Flying Carpet Studio: The film takes place in Eastern Bloc and is about an agent who illegally buys a weapon for a mission of getting secret information. The story was defined by the contest topic of course and things we had available, like replicas, possible locations, crew, etc. We were self producing it so the budget was limited and that is the situation when you need to be most creative and create with what you have.

DZOFILM: What's the technique did you use to build the tense atmosphere of Gun Fire? What kinds of lens language did you apply?

Flying Carpet Studio: As the story is mostly about our Agent, we decided that we need to be with him almost all the time. It was natural for me to use a handheld camera (with help of Easyrig in this case) to feel uncertainty and stress of the situation and a wider focal length to place the audience right in the middle of the action. As the opposite, the weapon selling scenes were filmed steady and stable (mostly with steadicam) to differentiate the situations and emotions. Another important thing to build an atmosphere was smoke/haze and lighting of course (or shadow - as we didn't have a lot of resources - I used negative fill to make some contrast in the image).

DZOFILM: What's your opinion in choosing Lens and camera?

Flying Carpet Studio: Choosing the right lenses and camera is for me one of the most important decisions in the pre production process. Knowing possibilities of your equipment is essential to be efficient in telling visually what you really want.
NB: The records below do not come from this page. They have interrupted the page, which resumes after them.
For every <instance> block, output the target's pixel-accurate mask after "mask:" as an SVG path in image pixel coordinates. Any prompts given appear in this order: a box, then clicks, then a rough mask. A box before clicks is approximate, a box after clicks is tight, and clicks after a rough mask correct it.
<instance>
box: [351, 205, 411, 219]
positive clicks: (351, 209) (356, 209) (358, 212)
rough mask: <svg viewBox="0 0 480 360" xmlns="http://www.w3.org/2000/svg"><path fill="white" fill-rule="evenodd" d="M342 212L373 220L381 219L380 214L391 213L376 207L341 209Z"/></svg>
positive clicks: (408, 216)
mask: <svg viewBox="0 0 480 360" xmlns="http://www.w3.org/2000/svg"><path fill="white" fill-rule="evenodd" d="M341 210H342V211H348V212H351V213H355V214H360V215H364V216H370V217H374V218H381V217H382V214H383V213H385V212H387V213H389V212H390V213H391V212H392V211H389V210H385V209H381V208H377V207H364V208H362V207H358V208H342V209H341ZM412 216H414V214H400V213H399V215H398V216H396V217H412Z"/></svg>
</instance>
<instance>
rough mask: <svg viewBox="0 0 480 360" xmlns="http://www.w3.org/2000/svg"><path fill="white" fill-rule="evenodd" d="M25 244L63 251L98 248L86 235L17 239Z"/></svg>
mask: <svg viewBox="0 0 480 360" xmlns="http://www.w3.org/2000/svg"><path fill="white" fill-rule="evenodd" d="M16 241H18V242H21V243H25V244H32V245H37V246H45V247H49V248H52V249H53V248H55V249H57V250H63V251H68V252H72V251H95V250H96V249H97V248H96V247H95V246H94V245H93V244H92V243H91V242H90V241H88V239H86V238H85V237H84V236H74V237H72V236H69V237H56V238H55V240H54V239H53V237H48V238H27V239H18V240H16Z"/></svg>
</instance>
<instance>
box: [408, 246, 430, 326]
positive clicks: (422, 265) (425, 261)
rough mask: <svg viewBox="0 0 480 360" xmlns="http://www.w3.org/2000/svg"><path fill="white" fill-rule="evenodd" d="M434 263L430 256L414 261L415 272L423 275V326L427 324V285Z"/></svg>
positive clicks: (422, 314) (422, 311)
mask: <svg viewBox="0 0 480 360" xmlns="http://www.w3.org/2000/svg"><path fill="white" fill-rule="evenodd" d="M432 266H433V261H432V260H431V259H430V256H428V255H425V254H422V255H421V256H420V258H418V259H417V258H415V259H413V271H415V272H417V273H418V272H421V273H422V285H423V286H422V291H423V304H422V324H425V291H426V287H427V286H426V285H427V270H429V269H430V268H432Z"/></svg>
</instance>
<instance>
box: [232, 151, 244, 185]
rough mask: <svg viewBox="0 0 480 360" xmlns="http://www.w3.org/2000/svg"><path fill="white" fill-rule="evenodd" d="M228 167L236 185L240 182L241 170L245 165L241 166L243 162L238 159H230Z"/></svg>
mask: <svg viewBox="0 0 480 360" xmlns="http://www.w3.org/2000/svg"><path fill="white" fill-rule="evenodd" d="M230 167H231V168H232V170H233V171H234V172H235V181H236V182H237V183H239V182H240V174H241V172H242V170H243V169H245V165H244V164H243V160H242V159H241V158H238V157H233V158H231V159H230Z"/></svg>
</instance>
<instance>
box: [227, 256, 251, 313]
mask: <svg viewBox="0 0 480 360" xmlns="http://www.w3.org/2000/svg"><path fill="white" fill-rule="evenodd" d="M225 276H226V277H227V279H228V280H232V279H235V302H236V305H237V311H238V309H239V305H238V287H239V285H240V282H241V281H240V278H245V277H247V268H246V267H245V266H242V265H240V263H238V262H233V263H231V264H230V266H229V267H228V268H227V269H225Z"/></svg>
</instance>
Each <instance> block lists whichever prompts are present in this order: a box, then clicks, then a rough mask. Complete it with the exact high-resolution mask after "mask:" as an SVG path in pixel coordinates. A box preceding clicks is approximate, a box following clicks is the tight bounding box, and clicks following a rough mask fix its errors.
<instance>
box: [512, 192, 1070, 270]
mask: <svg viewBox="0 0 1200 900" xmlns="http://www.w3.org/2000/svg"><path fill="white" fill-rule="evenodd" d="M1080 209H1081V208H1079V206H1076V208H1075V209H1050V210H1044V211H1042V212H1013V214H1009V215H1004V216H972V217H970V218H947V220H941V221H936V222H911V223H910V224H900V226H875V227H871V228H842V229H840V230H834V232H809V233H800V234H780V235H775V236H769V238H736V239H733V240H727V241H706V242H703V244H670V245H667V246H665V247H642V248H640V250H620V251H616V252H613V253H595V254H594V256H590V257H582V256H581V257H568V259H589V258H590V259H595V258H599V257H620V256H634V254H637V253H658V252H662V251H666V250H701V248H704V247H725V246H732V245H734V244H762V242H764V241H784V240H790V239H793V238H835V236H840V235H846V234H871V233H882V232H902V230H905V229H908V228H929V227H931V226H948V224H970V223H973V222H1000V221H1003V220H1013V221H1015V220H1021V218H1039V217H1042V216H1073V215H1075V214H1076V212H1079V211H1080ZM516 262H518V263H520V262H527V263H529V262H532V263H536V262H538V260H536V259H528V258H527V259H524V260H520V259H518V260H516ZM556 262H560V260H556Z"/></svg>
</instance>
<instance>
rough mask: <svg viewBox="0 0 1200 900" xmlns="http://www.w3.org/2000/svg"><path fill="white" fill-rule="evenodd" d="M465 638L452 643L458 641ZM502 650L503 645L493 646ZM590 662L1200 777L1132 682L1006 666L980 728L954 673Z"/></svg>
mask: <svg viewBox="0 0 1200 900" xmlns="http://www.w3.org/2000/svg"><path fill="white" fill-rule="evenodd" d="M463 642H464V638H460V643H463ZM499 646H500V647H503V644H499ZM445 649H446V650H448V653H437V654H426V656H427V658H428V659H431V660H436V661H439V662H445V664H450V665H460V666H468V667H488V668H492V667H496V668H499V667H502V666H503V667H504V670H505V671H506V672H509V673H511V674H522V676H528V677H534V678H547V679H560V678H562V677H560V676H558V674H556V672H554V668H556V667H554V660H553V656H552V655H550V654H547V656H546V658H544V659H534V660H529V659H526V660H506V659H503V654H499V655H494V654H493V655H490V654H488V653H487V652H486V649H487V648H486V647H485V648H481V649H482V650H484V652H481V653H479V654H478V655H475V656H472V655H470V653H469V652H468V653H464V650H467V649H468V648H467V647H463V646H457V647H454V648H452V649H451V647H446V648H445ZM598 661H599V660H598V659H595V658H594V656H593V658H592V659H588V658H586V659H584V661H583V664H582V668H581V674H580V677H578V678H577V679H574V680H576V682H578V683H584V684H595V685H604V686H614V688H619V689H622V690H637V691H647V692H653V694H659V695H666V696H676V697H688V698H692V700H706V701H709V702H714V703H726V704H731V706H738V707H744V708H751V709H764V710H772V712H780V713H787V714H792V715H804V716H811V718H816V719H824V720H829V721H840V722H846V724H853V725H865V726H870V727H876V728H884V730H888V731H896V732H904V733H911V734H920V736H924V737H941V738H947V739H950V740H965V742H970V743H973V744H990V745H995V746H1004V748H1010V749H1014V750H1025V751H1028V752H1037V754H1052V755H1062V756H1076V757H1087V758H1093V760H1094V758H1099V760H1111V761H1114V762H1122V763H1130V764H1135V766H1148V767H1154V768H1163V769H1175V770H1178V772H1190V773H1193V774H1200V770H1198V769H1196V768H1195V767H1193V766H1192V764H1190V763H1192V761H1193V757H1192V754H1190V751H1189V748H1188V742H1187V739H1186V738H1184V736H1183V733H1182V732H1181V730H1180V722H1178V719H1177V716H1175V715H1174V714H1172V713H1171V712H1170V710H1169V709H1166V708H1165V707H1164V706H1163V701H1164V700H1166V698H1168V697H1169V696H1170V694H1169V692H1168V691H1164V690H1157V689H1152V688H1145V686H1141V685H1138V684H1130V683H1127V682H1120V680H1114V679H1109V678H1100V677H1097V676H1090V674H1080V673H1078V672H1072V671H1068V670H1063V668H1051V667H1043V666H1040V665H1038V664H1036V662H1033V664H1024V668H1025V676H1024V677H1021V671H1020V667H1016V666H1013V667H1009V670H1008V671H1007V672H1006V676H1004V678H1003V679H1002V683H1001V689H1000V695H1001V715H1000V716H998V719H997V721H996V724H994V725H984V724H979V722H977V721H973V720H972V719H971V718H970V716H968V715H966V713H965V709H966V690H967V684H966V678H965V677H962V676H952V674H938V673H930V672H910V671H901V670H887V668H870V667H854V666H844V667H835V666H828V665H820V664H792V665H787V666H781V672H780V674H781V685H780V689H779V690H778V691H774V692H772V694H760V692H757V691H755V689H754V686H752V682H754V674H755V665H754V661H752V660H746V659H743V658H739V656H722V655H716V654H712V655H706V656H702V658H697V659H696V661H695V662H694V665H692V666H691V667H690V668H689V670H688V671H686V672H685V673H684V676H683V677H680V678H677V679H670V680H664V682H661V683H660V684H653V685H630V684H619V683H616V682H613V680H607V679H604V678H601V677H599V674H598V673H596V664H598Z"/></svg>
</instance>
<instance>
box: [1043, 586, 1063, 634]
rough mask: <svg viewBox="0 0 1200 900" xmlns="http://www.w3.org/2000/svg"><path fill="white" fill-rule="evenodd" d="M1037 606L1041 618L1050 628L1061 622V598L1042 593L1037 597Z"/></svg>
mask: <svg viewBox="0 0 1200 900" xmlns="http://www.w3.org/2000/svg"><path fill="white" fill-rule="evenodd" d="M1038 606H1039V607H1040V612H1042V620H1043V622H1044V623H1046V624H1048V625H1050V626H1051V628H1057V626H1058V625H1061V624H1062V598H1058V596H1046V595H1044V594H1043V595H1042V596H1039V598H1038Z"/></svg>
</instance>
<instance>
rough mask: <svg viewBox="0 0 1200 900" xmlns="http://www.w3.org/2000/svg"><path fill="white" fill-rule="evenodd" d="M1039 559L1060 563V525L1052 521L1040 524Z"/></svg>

Character of the lens always matters for me, as it can define different look of the entire film and make small but significant changes to how the audience will receive the visuals.  I decided to use DZOFILM Pictor Zooms mostly because I wanted to save time, as we had limited resources and changing lenses on our rig or steadicam for every shot would be time consuming. I used them before in my work, so I knew that Pictor Zooms are really reliable with their color rendition, sharpness, build quality and will be perfect for this project.

DZOFILM: We noticed that it was very cold in Poland when you were shooting, did you have any problems with the equipments? Any impressive moments?

Flying Carpet Studio: When we were shooting it was pretty cold here in Poland but fortunately we didn't have any problems with the equipment. First day (shooting scenes) was a bit warmer - around 0*C, but the second shooting day was around -8*C, it was snowing, and our location had no heating. Unfortunately we used only LED lights so any big tungsten lamps weren't warming us, but some people were doing some push ups and sit ups to get warm. It was impressive to have a crew so dedicated to a project. Greetings to everyone of the crew if you read this. You are the best!

DZOFILM: The shooting style has a strong sense of visual impact in your film, is there any resources of filming learning can share to us?

Flying Carpet Studio: Thank you! I would recommend watching and studying cinematography of the best DPs like Emmanuel Lubezki, Roger Deakins, Hoyte van Hoytema, Vittorio Storaro, Christopher Doyle, Bradford Young. There are also plenty of pretty good channels on YouTube that are very helpful for every cinematographer like WanderingDP(!), Hurlbut Academy, CookeOpticsTV or Every Frame a Painting (!).